L.A. attorney will be tried separately from Pellicano
Prominent Los Angeles entertainment attorney Terry N. Christensen will be tried separately from private investigator Anthony Pellicano and his other co-defendants, a federal judge ruled Tuesday, just days before Hollywood’s big wiretapping trial was set to begin.
The decision by U.S. District Judge Dale S. Fischer removes the only marquee name from the list of defendants in the long-awaited trial, which is slated to start Feb. 27 with jury selection.
“We are very pleased with the decision,” attorney Terree Bowers said outside the courtroom, standing next to a beaming Christensen. “We have said for a while that he should not be [prosecuted] with the other people, and we are grateful that the court has agreed.”
Prosecutors had no comment on the judge’s ruling, one of just a few to go against the government in the long-running case.
The Pellicano investigation, with its hints of celebrity secrets and skulduggery in executive suites, has long riveted Los Angeles’ legal and entertainment circles. Christensen, 67, was one of more than a dozen people charged in an FBI probe -- into the alleged bribery of law enforcement officers, high-tech eavesdropping, blackmail, witness intimidation and other bids to corrupt the judicial system -- that has centered on investigator-to-the-stars Pellicano, who is accused of wiretapping celebrities including Sylvester Stallone and Keith Carradine.
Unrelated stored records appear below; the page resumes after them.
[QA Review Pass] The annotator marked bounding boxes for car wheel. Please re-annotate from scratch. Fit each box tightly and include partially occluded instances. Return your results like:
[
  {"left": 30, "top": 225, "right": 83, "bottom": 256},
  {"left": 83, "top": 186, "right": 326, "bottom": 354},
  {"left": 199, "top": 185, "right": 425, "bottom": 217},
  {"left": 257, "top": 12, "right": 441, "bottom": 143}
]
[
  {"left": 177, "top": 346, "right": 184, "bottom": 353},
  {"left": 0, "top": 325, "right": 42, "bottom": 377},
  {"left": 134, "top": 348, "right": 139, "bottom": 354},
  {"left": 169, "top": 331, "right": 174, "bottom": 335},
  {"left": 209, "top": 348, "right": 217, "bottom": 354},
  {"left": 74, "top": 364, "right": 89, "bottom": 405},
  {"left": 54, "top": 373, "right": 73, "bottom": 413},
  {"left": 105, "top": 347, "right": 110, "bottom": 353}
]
Christensen is charged with paying Pellicano $100,000 to wiretap the former wife of Christensen’s longtime client, Kirk Kerkorian, to gain a tactical edge in a bitter child-support case between the billionaire and his wife, Lisa Bonder Kerkorian. Christensen had long helped Kerkorian, one of the nation’s richest people, oversee a vast empire that includes the MGM Grand and Bellagio hotels and, until last year, the MGM studio.
According to the indictment, the wiretapping of Lisa Kerkorian began March 15, 2002, when an attorney called Pellicano and told him to contact Christensen about “going after” the wife’s attorney in the child-custody dispute. During snippets of alleged conversations included in the indictment, Pellicano alluded to eavesdropping on conversations between Lisa Kerkorian and her attorneys that could help Christensen with a court hearing. Pellicano also told Christensen to “be careful” about the information he was receiving from the private eye because “there is only one way for me to know this,” the indictment said. From the outset, however, Christensen insisted that he had never participated in wiretapping and turned to Pellicano only to investigate death threats and extortion attempts against Kirk Kerkorian and his young daughter.
His attorneys argued that even the indictment posited only a minor role for Christensen in Pellicano’s schemes, spanning three months -- from March to May 2002 -- and two of 111 indictment counts, one each of conspiracy and wiretapping.
In the last several months, as a mountain of government documents and tapes were shared with defense attorneys, Christensen’s lawyers said that trying him with the other defendants would prejudice his chances at acquittal.
“This is a big win for the Christensen defense,” said Loyola Law School professor Laurie Levenson, who has closely followed the case.